Somatic Experience in Psychoanalysis and Psychotherapy
Faculty: William Cornell
Open date: February 1, 2016
Close date: February 14, 2016
Description by William Cornell:
My primary intention in writing Somatic Experience in Psychoanalysis and Psychotherapy was to provide an accessible account of bringing systematic attention to the somatic experience of therapist and patient alike and to the use of direct body-level interventions in the practice of psychoanalysis and psychodynamic psychotherapy. For the purposes of this webinar, I have chosen Chapter 1, My body is unhappy, and Chapter 6, Traces of the other: Encounters with character, as the readings to be discussed among the participants. I think these chapters provide case examples and theoretical discussions that illustrate quite specifically a range of body-centered techniques, including touch, movement, verbal inquiry and description, and sensate focusingall within a psychoanalytically based approach to treatment. It is my hope that this webinar will afford participants the opportunity for in-depth clinical discussions regarding body-centered techniques as a means of deepening and utilizing nonverbal and subsymbolic modes of expression in verbally based psychotherapies. We will also discuss the risks, limitations and biases that need to be considered in extending our clinical work to a more sustained attention to the somatic domains of organization and experience.

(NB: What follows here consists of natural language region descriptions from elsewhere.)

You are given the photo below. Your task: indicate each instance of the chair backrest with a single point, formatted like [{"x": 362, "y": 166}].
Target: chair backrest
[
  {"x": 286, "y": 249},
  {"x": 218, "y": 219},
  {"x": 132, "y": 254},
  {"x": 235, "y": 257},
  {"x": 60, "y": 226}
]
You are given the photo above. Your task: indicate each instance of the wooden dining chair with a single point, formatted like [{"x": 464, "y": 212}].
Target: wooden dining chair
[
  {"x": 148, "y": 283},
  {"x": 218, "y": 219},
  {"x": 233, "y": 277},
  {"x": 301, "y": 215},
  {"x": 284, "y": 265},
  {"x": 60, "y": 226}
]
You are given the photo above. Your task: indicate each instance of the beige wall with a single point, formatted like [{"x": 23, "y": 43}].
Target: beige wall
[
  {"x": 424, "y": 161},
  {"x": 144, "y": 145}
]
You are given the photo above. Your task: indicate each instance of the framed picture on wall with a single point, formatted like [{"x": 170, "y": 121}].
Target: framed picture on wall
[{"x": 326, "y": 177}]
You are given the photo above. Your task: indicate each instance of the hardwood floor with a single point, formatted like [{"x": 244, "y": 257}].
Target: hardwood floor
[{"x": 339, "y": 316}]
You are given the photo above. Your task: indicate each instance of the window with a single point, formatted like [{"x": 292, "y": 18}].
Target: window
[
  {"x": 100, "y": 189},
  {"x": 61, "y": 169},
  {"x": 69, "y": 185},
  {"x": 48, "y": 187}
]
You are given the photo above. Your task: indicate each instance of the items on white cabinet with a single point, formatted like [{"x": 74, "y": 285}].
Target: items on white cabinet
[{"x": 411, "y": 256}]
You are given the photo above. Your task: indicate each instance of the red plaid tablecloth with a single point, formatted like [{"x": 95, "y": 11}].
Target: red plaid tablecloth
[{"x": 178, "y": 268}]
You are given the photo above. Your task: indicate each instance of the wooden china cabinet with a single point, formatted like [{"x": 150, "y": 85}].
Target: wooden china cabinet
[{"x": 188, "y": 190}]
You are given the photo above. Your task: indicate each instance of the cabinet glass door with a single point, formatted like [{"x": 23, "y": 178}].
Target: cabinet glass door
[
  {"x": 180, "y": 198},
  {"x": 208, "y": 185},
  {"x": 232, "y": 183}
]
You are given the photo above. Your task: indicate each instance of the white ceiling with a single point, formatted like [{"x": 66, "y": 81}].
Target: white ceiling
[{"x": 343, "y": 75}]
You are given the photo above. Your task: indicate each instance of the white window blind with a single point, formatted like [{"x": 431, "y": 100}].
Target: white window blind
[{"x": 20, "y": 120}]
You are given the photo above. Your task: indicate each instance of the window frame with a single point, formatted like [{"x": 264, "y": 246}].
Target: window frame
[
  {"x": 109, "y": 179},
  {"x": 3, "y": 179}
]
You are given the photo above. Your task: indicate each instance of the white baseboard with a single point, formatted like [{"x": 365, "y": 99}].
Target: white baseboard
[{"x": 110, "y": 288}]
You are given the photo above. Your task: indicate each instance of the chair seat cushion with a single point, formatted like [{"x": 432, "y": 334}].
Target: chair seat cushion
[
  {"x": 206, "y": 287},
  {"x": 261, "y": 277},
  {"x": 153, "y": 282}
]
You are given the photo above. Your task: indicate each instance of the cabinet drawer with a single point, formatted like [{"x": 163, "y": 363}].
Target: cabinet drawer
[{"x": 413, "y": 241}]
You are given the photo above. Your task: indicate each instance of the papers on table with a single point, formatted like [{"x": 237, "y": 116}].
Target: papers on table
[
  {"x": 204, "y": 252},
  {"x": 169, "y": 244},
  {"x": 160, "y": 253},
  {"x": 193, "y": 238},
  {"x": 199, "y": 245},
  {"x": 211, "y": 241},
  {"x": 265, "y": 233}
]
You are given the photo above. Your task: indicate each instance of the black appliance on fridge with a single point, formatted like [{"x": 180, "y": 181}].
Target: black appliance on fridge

The reading for this webinar will be provided to all registrants. All registrants will also receive a discount on purchase of William Cornells book “Somatic Experience in Psychoanalysis and Psychotherapy
BIO:
William F. Cornell, M.A., TSTA-P, studied behavioral psychology at Reed College in Portland, Oregon and phenomenological psychology at Duquesne University in Pittsburgh, Pennsylvania. He followed his graduate studies with training in transactional analysis and body-centered psychotherapy. Since those trainings, Bill has studied with several mentors and consultants within psychoanalytic perspectives. He introduced and edited The Healers Bent: Solitude and dialogue in the clinical encounter, the collected papers of James T. McLaughlin. A co-editor of the Transactional Analysis Journal, Bill is the author of Explorations in Transactional Analysis: The Meech Lake Papers, Somatic Experience in Psychoanalysis and Psychotherapy: In the expressive language of the living, Une Vie Pour Etre Soi, and a co-author and editor to the forthcoming Into TA: A comprehensive textbook, as well as numerous articles and book chapters. He is a recipient of the Eric Berne Memorial Award and the European Association for Transactional Analysis Gold Medal, in recognition of his writing.